Zupełnie zapomniałam, że jak Lukas pójdzie gdzieś na podboje to nie będę mogła wrócić do domu bo nie mam czym.

-Szczerze to nie. Lukas pewnie się gdzieś zwinął ze swoim kochasiem -myślałam, że twarz mi pęknie od tego ciągłego uśmiechania się.

-To jeżeli nie masz nic przeciwko to mógłbym cie podwieźć do domu.- zaproponował.

-A nic nie piłeś, bo jeśli tak, to nigdzie z tobą nie jadę. Chcę wrocić w jednym kawałku do domu, a nie w częściach.

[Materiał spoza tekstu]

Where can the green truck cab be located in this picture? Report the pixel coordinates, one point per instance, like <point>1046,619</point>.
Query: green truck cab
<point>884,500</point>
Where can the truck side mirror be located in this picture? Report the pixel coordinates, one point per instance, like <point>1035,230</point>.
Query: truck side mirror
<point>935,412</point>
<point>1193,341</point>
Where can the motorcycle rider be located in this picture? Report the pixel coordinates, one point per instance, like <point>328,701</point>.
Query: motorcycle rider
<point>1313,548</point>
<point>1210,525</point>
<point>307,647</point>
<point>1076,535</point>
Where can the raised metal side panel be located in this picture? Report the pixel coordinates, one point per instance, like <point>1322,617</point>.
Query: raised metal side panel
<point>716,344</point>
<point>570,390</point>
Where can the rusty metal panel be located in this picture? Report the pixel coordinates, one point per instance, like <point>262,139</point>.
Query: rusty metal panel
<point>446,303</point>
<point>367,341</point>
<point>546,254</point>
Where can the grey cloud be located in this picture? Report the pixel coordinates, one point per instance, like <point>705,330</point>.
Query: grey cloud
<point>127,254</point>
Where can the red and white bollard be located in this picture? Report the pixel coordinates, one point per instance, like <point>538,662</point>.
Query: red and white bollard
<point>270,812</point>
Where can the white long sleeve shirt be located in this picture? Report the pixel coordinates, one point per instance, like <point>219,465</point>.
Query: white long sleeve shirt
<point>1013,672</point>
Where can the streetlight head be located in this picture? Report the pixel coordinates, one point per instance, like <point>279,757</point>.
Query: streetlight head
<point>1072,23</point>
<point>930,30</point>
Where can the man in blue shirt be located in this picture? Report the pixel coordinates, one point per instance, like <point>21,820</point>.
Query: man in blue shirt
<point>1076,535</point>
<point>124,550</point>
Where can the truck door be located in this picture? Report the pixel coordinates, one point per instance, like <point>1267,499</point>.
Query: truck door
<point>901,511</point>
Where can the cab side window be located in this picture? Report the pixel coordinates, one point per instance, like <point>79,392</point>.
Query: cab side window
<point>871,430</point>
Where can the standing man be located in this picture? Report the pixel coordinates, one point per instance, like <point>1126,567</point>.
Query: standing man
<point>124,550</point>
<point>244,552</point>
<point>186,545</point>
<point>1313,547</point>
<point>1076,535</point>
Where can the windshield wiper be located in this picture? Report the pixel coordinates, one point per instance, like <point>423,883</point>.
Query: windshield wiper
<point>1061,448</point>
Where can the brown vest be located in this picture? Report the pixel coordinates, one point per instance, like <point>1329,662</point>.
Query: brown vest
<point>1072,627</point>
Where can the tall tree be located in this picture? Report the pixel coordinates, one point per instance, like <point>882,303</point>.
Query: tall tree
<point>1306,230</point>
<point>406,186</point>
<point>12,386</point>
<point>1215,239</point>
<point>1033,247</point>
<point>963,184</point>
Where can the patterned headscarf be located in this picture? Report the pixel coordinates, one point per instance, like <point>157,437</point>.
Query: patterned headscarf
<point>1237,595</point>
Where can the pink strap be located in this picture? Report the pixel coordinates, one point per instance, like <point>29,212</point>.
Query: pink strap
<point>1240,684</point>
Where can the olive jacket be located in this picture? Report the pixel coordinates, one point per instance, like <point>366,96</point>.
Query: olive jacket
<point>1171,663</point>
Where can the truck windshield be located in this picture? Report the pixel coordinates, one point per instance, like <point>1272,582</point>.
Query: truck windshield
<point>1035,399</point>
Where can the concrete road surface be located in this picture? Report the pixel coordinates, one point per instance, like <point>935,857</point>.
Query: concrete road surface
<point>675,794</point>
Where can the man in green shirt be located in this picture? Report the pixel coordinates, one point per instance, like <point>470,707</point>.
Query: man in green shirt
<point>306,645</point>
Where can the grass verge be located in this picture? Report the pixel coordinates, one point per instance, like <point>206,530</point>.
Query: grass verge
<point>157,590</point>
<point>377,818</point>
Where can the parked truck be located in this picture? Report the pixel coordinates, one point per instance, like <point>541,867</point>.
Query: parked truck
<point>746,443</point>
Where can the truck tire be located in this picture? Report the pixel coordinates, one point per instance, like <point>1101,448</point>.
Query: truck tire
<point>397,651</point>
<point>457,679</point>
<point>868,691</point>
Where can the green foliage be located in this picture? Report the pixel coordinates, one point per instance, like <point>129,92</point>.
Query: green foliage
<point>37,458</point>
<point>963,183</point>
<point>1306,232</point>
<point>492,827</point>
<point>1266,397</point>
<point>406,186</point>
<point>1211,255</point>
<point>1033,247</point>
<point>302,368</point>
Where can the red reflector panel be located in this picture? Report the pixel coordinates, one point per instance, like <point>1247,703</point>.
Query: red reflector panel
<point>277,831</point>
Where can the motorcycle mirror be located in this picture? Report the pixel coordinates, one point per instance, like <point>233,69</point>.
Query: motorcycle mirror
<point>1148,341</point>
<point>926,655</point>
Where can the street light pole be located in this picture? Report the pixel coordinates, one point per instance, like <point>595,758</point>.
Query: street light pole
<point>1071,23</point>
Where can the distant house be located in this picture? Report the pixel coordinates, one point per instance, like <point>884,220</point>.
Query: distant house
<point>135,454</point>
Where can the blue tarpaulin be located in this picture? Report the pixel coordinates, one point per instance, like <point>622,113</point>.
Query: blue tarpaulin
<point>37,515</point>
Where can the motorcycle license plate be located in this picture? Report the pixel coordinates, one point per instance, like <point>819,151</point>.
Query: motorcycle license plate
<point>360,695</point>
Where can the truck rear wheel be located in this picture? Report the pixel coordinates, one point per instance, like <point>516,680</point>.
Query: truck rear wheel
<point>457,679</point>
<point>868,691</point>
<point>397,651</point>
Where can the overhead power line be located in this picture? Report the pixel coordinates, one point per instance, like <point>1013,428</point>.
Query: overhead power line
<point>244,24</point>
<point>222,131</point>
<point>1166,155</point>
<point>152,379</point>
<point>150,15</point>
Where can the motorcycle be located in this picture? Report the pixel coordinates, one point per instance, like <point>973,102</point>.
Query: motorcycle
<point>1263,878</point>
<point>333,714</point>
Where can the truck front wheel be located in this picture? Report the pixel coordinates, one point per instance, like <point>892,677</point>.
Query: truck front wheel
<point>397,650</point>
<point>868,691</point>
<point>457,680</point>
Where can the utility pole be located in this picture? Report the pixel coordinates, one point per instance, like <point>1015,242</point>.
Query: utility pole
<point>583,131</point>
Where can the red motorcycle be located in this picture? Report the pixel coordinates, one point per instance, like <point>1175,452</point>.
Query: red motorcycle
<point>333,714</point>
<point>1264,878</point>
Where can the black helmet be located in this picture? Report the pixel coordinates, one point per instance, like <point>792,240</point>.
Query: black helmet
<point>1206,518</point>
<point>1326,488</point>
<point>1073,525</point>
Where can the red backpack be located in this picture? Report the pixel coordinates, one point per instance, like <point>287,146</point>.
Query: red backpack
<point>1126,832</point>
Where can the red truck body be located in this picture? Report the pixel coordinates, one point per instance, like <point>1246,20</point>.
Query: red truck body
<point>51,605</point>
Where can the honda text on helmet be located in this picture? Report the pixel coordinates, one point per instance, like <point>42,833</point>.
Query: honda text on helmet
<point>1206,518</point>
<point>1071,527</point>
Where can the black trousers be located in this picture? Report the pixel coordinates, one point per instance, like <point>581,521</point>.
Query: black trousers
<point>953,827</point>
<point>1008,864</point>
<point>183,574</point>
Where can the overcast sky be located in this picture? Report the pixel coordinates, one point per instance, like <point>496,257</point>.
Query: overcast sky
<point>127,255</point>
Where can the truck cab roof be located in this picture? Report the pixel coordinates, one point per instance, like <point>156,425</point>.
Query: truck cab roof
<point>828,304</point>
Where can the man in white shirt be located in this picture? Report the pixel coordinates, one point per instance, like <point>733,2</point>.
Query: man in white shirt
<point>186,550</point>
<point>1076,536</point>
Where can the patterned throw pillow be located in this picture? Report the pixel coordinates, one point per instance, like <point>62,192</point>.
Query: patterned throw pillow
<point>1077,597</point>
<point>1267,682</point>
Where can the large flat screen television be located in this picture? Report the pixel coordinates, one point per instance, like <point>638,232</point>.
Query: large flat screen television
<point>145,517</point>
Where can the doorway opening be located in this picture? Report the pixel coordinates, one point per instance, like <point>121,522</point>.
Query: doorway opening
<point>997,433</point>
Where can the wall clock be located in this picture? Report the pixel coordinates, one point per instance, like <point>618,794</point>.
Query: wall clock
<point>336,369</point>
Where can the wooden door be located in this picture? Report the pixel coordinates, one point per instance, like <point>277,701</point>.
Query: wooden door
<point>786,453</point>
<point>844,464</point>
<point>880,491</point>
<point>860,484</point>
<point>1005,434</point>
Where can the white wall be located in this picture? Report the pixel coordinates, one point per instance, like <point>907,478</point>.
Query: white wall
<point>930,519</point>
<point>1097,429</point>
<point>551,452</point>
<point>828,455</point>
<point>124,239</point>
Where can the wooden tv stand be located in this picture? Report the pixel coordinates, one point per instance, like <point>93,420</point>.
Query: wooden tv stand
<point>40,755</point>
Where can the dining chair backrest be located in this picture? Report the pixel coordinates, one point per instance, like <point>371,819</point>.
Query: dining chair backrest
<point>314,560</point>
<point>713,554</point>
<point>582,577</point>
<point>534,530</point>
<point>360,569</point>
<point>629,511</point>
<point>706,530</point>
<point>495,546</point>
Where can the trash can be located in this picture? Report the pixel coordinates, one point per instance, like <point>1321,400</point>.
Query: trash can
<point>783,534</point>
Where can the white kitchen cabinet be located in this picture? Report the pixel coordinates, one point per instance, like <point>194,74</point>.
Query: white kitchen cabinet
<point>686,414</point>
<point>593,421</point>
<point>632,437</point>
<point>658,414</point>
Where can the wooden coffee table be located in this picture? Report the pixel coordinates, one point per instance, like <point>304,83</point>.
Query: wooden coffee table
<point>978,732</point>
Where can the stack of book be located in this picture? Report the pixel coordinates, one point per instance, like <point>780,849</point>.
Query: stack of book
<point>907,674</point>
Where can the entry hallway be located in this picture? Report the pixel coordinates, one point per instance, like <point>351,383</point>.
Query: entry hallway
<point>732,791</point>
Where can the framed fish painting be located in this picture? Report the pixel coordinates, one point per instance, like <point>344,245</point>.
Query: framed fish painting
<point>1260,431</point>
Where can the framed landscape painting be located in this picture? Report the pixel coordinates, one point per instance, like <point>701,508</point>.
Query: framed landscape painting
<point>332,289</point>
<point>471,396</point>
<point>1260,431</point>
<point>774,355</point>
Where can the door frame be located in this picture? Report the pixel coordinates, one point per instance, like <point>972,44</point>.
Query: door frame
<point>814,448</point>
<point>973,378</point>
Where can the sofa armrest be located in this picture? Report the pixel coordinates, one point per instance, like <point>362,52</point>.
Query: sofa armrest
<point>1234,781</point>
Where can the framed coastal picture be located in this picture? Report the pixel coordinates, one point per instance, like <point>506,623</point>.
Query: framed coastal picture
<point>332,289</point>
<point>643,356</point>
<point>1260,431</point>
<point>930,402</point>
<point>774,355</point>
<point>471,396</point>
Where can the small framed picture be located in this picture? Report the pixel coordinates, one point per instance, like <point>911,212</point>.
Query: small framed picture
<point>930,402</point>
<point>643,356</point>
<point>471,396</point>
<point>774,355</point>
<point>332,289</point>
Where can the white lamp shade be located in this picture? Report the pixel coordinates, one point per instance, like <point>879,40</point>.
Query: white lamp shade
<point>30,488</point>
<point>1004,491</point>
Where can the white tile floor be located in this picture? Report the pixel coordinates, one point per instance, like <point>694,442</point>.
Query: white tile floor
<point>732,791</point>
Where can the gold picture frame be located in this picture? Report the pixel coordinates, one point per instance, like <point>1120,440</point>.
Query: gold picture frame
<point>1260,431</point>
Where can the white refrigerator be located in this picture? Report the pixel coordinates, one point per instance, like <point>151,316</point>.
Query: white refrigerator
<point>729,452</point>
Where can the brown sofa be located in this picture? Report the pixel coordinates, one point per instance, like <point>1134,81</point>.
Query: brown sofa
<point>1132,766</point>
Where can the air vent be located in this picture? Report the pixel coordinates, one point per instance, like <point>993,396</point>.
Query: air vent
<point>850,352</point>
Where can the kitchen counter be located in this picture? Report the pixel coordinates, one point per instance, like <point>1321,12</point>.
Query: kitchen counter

Teraz to Nick miał chyba ze mnie polewkę życia.

-Myślisz, że gdybym pił, to proponowałbym ci podwózkę.-ah ten jego zadziorny usmieszek.

-Nie znam cię zbyt dobrze więc...

- Zawsze możemy się lepiej poznać. Dobra, weź swoje rzeczy, a ja pójdę powiedzieć Stephen'owi, że jadę cię odwieźć do domu.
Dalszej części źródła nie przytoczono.